450 Years of Grape-Growing

Although the Texas wine industry took root nearly 450 years ago, it has grown dramatically in the past decade, due to the collaborative efforts of growers, industry and lawmakers. Here’s a brief history:

  • In the 1660s, Franciscan priests planted winegrape varieties near El Paso, Texas, alongside dozens of native grape varieties.
  • 19th century European immigrants planted vineyards with grapevines they brought from their homelands.
  • Texas grape breeder T.V. Munson provided rootstock that helped European vineyards recover from devastation wreaked by the phylloxera root louse in the late 1800s.
  • Prohibition and the establishment of dry counties throughout Texas after Repeal nearly extinguished the state’s wine industry.
  • In 2001, the Texas Wine Marketing Assistance Program was established with a $500,000 appropriation from the state.
  • Ballot Proposition 11 passed in 2003, allowing wineries to sell Texas wine directly to consumers, even in dry counties. Afterward, new wineries popped up at a furious pace, especially in dry counties, and grape production flourished.
  • The Texas Wine Industry Development Fund, approved by the Texas Legislature in 2005, earmarked more than $4 million for research, education and marketing.
  • By 2007, the wine industry had an economic impact of $1.35 billion statewide. The Texas Hill Country was ranked as the nation’s second-fastest-growing wine tourism destination by an Orbitz study.
  • To help increase local grape supply, in 2009, the Texas Department of Agriculture’s Wine Grape Investment Pilot Program awarded 10 growers each with $25,000 in cost-share funds to help them plant at least 5 acres each of new grapevines.
  • In 2009, Texas had 181 wineries and 280 grape growers and was the fifth-largest wine-producing state in the nation.

Getting Started in Grapes

Growing winegrapes is not for the weak of heart, nor is it for a producer with shallow pockets. On top of the cost of land and drilling a well, vineyard establishment costs can range from $5,000 to $10,000 per acre or even more, depending on the variety of grape and the area of the state, according to Gary Jones, regional vice president of AgTexas Farm Credit Services.

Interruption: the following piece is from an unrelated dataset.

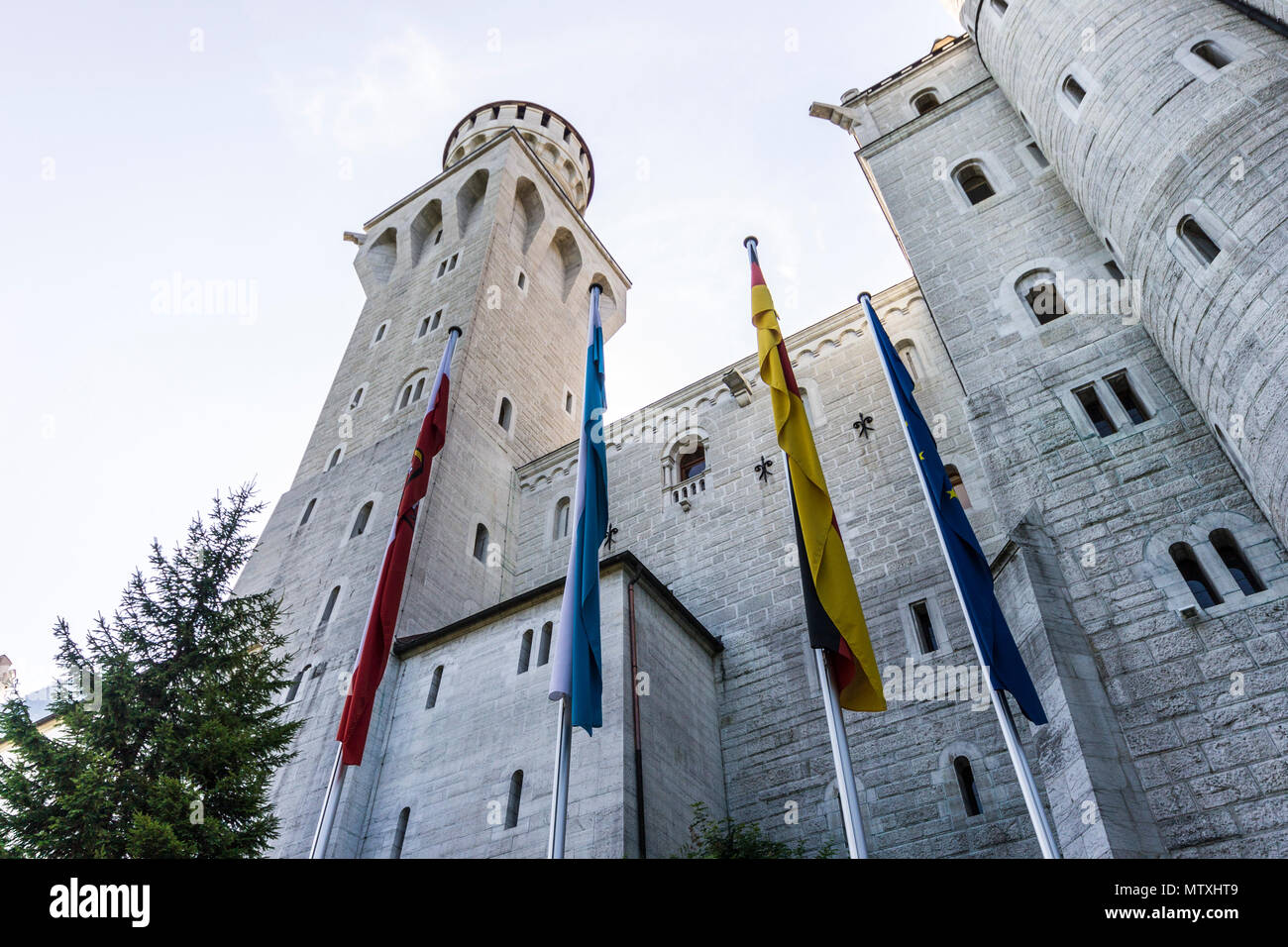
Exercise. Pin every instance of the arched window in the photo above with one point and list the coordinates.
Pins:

Investments in trellises, drip irrigation systems and nursery stock, plus pruning and tying work can take their toll on growers. And because grapes don’t begin setting a full crop for several years — again, depending on a wide range of factors from variety to weather to how the vines are managed from the start — it can be years before growers start to see a return on their investment.

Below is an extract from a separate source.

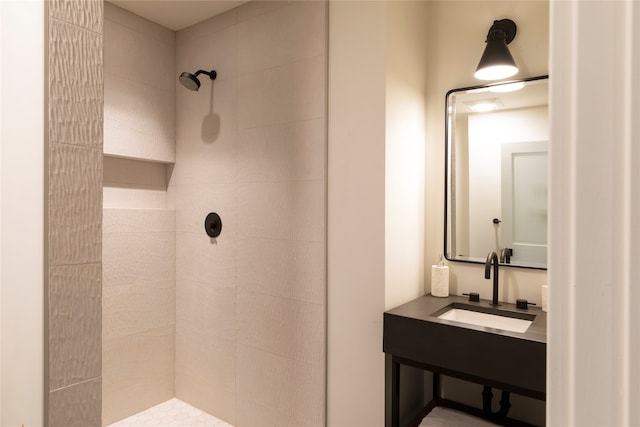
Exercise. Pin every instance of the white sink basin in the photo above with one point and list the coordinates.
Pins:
(485, 319)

“You’re looking at three to four years before you have any production to speak of,” says Freddy Bell, who’s been growing grapes near Plainview since 1983. “So you’re looking at five to six years before you have any substantive income.”

Still, with good winegrapes fetching $950 to $2,000 per ton on yields that can range from three to 12 tons per acre, vineyards may be an attractive investment.

According to Jones, winegrapes can be an excellent crop for farming diversification or for long-term investment. To anyone planning to start a vineyard, he recommends thoroughly researching the details of winegrape production and penciling out a budget before visiting a lender.

“I look for a plan that says, ‘here’s what I intend to do,’” says Jones. “I look to see whether the loan applicant remembered to include T posts, wire, concrete posts, drip systems, the cost of buying the grapes, rootstocks, whether he’s buying from a reputable supplier. That shows that he’s spent time doing his homework on it, and I don’t have to ask those questions.”